Raducanu, who has reached a career-high rank of 21 this week, will be the first seed in a WTA event for the first time in her career, a remarkable outcome in just her seventh tour main‑draw appearance. Simona Halep, the former world No 1, is the second seed. Raducanu has received a first-round bye and will face either Kateryna Kozlova or Wang Xinyu, both qualifiers, in her opening match.
A week ago, Raducanu reached her first WTA tour quarter-final in Cluj-Napoca, where she was defeated convincingly by Marta Kostyuk of Ukraine. Raducanu said afterwards that she was fatigued after her life‑changing year. In Linz, she chose not to divulge any new information on her search for a new coach, noting that she is in “a very good position with it” and that her new coach will be with her when she travels to the Australian Open in January.

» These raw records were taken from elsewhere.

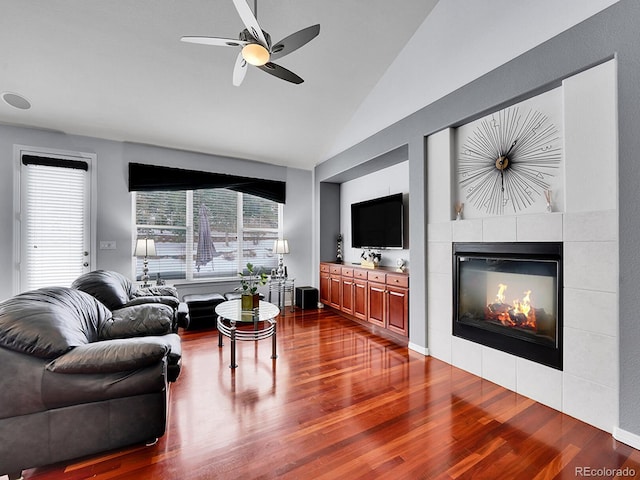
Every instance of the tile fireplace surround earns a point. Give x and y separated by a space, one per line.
587 388
585 221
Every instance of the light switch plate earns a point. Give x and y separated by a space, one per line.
107 244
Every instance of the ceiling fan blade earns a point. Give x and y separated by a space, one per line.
239 70
281 72
249 20
218 42
294 41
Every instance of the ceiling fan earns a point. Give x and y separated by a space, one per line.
256 46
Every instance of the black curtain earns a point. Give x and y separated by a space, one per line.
55 162
147 178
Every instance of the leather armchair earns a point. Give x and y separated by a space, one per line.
76 381
116 291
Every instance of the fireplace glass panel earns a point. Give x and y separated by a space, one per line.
513 297
508 296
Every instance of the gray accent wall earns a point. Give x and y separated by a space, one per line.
611 33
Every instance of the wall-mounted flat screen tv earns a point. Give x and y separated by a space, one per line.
378 223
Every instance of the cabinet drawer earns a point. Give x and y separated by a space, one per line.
347 272
359 273
336 269
398 280
376 277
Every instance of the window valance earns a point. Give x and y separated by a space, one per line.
147 178
55 162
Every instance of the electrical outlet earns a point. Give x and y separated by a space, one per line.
107 244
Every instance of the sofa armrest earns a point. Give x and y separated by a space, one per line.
111 356
138 320
173 302
157 290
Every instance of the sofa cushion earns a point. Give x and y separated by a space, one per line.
111 288
138 320
50 321
110 356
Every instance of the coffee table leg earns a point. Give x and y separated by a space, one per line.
233 347
273 342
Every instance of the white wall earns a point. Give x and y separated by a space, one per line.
114 200
458 42
381 183
588 387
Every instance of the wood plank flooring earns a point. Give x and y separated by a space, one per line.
341 403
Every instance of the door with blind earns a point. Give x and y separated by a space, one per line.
54 215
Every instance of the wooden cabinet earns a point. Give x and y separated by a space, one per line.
346 290
324 283
360 299
379 297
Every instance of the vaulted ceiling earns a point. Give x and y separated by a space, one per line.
117 70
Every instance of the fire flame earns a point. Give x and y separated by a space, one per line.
520 314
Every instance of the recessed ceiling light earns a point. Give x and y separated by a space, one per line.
15 100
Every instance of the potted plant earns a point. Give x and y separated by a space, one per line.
249 283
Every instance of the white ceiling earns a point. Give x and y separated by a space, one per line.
117 70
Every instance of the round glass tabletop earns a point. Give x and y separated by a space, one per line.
232 310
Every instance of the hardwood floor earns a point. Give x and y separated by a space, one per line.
341 403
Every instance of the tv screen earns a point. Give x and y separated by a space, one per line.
377 223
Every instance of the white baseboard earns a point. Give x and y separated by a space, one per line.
419 348
628 438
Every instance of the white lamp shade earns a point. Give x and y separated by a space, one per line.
145 247
280 246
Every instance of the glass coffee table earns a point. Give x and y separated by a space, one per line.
241 325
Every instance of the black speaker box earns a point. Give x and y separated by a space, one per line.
306 297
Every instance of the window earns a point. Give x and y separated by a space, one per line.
54 212
206 234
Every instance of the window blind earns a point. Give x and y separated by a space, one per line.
207 233
148 178
53 223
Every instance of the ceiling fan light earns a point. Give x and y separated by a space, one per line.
255 54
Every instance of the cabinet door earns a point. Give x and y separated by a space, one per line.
376 307
360 299
334 291
324 288
346 285
398 310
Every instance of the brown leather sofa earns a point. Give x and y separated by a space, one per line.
79 379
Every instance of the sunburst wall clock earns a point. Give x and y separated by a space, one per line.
508 160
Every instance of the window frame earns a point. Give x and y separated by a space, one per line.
190 237
91 223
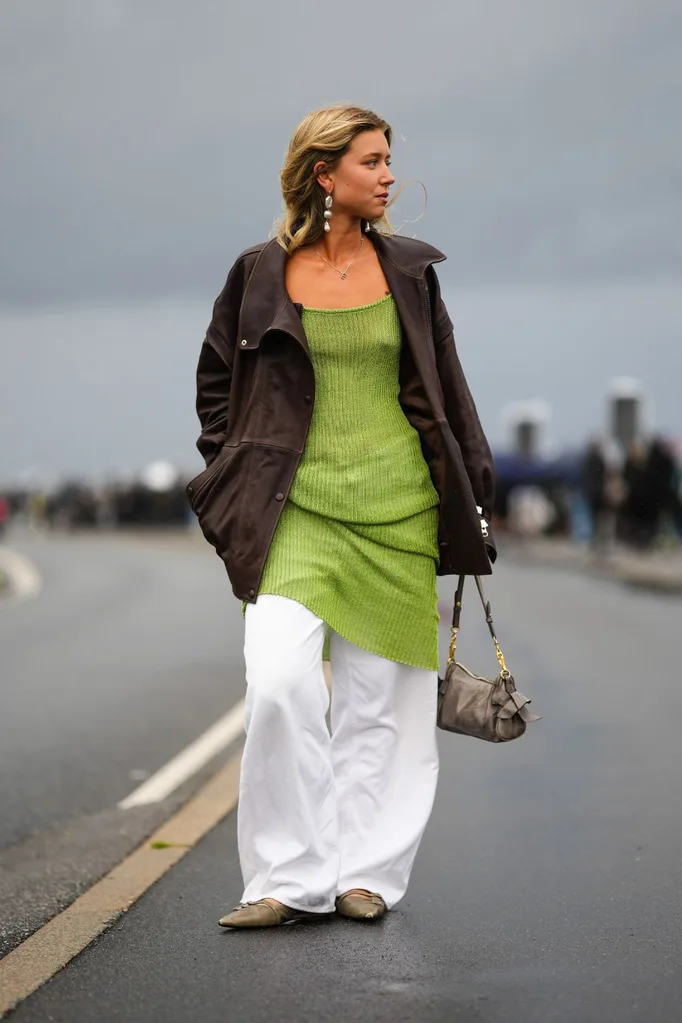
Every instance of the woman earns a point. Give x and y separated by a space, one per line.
346 466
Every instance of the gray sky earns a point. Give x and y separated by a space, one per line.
140 148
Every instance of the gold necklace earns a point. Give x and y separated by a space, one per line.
342 272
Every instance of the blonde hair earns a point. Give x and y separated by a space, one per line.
323 135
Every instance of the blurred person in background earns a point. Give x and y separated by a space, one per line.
593 483
662 471
347 466
638 514
4 516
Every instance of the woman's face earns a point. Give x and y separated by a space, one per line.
362 179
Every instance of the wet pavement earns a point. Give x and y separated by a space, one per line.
548 885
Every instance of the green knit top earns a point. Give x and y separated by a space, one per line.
357 541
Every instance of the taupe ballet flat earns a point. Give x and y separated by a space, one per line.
263 914
359 903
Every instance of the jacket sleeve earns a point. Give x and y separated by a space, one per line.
461 411
214 373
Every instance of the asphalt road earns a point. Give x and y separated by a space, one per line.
130 652
548 886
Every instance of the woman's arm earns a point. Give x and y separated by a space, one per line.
461 411
214 373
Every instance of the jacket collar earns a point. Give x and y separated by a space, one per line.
267 306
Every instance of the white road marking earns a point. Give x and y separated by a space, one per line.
25 579
192 758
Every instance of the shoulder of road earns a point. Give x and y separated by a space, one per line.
658 571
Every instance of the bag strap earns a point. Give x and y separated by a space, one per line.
456 614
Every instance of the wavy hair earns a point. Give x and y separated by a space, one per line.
326 135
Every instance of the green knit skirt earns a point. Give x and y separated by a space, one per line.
374 585
357 541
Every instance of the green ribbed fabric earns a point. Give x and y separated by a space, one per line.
357 541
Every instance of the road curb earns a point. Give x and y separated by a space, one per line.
42 955
23 580
646 577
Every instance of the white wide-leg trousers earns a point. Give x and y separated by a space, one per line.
321 813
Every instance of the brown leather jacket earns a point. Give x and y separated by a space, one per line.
256 393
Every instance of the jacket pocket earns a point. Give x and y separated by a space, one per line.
195 487
216 496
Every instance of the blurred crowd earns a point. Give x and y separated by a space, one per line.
636 499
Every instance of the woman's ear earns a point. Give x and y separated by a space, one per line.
322 175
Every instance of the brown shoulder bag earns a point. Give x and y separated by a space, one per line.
471 705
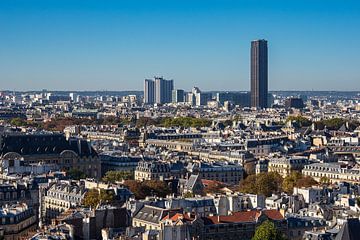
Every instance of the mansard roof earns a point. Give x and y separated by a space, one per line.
30 144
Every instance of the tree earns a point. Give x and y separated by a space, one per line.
267 231
75 174
263 183
137 188
147 188
94 197
324 180
18 122
116 176
157 187
214 187
296 179
300 120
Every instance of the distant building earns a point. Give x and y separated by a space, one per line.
158 90
178 95
50 149
163 90
17 221
259 74
153 170
149 91
59 197
284 166
226 173
294 103
238 98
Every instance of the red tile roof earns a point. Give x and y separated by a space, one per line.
245 216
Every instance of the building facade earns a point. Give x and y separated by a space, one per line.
259 73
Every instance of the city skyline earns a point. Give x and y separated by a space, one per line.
74 45
259 73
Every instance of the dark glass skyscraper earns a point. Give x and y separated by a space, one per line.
259 73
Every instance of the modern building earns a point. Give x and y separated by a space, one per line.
238 98
158 90
178 95
259 73
163 90
149 91
294 103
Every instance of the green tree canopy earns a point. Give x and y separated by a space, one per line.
300 120
263 183
94 197
115 176
267 231
75 174
296 179
147 188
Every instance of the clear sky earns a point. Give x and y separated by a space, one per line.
114 45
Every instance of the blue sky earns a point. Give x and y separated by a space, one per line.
114 45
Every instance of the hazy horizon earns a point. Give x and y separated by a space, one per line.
115 45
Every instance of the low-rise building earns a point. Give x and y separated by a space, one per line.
16 221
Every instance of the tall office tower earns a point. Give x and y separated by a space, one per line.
163 90
178 95
149 91
259 73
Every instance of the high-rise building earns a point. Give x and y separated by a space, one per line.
149 91
158 90
163 90
259 73
178 95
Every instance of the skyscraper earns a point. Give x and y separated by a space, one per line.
163 90
259 73
158 90
149 91
178 95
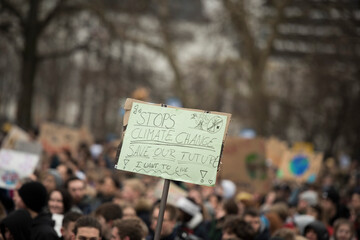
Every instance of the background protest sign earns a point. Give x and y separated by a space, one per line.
300 166
244 163
172 143
54 137
15 134
14 166
275 150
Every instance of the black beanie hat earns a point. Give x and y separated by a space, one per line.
34 196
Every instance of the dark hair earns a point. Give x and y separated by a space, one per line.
70 217
73 178
67 199
170 209
130 227
342 221
110 211
235 225
252 212
87 221
231 207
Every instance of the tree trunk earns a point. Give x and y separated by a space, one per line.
28 67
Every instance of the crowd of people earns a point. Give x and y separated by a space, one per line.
78 194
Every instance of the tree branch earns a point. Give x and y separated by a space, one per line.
63 53
13 10
52 14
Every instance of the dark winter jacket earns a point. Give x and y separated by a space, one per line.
19 223
43 228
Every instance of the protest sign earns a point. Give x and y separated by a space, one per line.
244 164
172 143
14 166
55 137
300 166
275 150
15 134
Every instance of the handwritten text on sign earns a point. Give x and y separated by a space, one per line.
173 143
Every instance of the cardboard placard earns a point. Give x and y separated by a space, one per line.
14 166
275 150
172 143
15 134
244 163
300 166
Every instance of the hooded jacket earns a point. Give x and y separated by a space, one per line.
19 223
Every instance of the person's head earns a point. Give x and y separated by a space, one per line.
330 199
127 229
17 225
109 185
285 234
128 211
106 214
76 188
306 199
316 230
252 216
169 221
355 200
52 180
68 224
315 211
188 209
87 227
343 229
19 204
60 201
235 228
132 190
34 196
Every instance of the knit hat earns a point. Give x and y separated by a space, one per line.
34 196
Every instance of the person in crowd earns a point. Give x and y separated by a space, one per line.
107 189
237 228
76 188
68 225
106 214
60 201
331 207
17 225
52 180
191 218
33 196
244 200
168 229
133 192
127 229
252 216
316 230
306 199
224 209
128 211
284 233
343 230
355 210
87 227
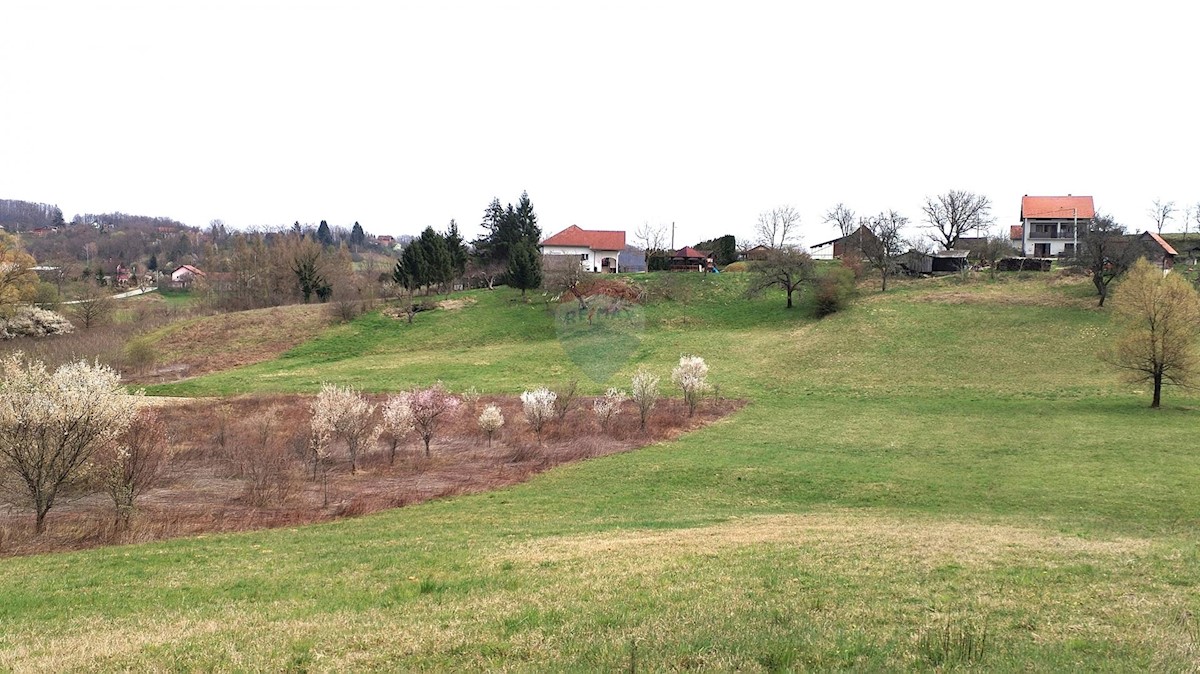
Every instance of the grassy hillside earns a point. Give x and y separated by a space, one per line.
934 469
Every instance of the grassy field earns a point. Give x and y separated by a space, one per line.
943 476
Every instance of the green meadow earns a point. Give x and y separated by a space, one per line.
945 476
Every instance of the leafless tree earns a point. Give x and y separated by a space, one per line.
564 274
1105 252
844 217
1162 212
133 464
882 250
957 214
1159 314
786 269
778 227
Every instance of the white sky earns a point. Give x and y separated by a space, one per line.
402 115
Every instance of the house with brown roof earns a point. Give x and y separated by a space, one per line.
1050 226
598 250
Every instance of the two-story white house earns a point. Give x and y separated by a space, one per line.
597 250
1050 224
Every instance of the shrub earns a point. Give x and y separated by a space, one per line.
34 322
609 405
835 287
490 421
691 377
645 393
539 408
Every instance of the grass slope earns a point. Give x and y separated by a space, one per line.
940 467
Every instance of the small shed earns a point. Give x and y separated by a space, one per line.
949 260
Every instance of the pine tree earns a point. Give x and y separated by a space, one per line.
324 235
457 250
525 268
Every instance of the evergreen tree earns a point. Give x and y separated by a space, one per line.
457 250
525 268
324 235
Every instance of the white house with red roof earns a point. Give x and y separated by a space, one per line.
1050 224
595 248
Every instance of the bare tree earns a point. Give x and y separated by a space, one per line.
564 274
133 464
1162 212
882 250
957 214
1105 252
844 217
1159 314
786 269
777 228
52 423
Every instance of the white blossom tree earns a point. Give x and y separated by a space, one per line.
539 408
691 377
342 413
133 464
645 391
609 405
52 423
397 422
490 421
430 408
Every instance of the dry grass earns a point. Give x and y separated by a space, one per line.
227 341
241 464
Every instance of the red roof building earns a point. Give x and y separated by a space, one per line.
598 250
1049 224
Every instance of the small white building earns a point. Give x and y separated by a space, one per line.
597 250
184 276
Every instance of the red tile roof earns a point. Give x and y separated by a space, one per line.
1162 242
1057 208
594 239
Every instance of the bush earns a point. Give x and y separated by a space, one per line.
834 289
33 322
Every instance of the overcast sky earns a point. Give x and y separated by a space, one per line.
401 115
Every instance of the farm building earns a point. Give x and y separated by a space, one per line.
838 247
597 250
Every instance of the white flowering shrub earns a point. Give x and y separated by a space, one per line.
609 405
490 421
397 422
430 408
52 423
645 391
343 414
34 322
691 377
539 408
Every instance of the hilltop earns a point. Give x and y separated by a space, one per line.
941 475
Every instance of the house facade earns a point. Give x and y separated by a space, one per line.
597 250
1050 224
838 247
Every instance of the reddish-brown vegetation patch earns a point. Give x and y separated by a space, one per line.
241 464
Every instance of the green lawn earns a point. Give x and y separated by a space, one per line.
943 465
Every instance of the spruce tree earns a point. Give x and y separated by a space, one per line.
525 268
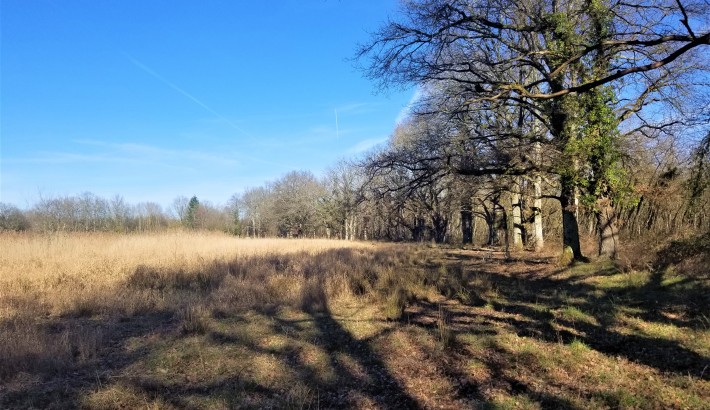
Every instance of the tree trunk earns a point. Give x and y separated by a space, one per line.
607 227
571 249
440 225
537 215
516 217
467 224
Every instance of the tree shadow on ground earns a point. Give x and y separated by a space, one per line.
536 295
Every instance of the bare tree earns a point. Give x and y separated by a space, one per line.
540 56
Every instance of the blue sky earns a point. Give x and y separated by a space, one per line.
153 99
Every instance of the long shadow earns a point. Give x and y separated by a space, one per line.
60 386
603 304
377 383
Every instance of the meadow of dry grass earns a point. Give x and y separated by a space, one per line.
193 320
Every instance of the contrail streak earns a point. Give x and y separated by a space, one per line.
337 129
183 92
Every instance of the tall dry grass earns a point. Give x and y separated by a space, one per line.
60 294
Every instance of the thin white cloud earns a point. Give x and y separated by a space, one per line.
366 145
194 99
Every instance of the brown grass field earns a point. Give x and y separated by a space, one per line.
197 320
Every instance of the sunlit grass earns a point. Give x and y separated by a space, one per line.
305 324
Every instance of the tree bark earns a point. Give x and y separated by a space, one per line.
607 227
467 224
571 249
537 214
516 217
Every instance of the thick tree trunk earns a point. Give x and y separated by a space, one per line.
571 249
607 227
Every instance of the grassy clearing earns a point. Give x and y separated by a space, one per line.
208 321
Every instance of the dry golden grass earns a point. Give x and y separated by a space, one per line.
198 320
64 273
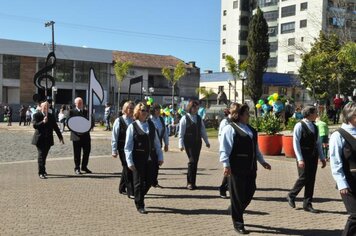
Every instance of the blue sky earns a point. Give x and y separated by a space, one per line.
187 29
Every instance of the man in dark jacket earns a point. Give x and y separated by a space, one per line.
44 124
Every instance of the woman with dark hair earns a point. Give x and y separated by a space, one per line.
191 131
118 138
142 148
343 164
239 154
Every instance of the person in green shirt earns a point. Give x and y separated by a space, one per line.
324 135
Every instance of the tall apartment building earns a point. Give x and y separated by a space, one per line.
293 26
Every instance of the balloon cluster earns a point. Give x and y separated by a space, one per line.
271 100
149 101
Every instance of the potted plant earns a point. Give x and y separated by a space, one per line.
270 141
287 139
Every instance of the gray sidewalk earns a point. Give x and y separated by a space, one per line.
66 204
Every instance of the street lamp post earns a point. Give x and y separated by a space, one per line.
243 77
47 24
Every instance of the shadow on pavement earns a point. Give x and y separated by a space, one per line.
180 196
285 231
90 176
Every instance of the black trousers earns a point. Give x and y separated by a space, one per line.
84 144
126 181
42 156
142 181
155 170
350 205
224 184
306 179
193 153
242 189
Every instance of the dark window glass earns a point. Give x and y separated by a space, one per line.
291 41
287 27
243 35
288 11
271 15
303 23
303 6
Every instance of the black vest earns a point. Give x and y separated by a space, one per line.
308 141
348 158
192 135
122 134
143 144
243 159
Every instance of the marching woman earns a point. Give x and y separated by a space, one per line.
162 133
191 131
239 154
142 149
118 143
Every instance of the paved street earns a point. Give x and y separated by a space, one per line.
66 204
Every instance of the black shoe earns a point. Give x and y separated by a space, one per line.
86 170
142 211
310 209
223 195
241 230
291 201
157 186
42 176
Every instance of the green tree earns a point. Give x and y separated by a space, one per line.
322 70
258 55
173 75
205 93
235 70
121 70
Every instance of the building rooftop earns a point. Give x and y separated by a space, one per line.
269 78
148 60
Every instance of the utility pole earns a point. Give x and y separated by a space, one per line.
47 24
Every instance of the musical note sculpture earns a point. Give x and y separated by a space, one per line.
81 124
43 80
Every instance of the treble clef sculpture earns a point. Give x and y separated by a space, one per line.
43 80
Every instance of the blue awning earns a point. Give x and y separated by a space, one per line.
278 79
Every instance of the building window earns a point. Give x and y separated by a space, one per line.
11 67
291 41
271 15
272 62
303 24
282 91
243 50
273 46
234 4
244 20
272 31
291 58
243 35
288 11
245 5
287 27
303 6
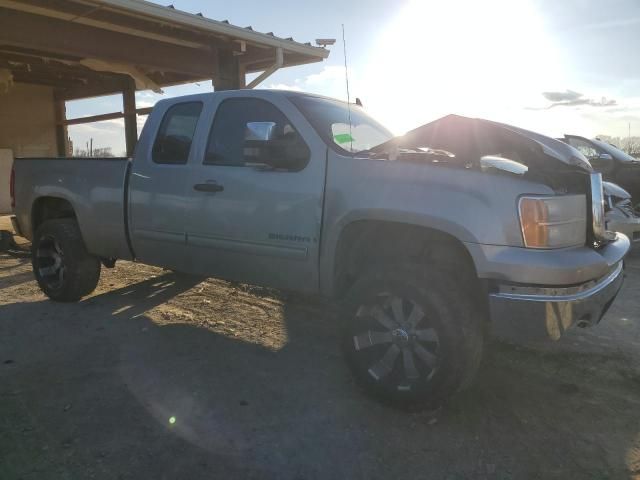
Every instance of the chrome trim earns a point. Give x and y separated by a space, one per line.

“I’m here on my own and being my coach again this week, which I think is really good for me long-term. I’m really feeling positive about my coaching situation. It’s in a good place and yeah, I will have a coach in place in the Australian Open,” said Raducanu, who is with her mother in Linz after her father accompanied her in Cluj.
As she competes in the final tournament of a whirlwind season, Raducanu reflected on how her life has changed over the past year. She had started the season with only A-levels on her mind and it was not until June that she started to compete and travel full time as a professional.
“Only March the 18th was my first session on court in 2021,” she said. “And so January, February, March I was literally just sat on my desk staring at a wall for nine hours a day. So I feel like where I am now I just need to really take it all in and enjoy because looking back at how far I’ve come it’s pretty surreal. I just really need to enjoy it because when I was in the beginning of year I would have never thought this was possible. I’m kind of just really living in the moment right now I feel.”
Meanwhile, Andy Murray will be working with Esteban Carril, a former coach of Johanna Konta who recently trialled with Raducanu, at the Stockholm Open this week.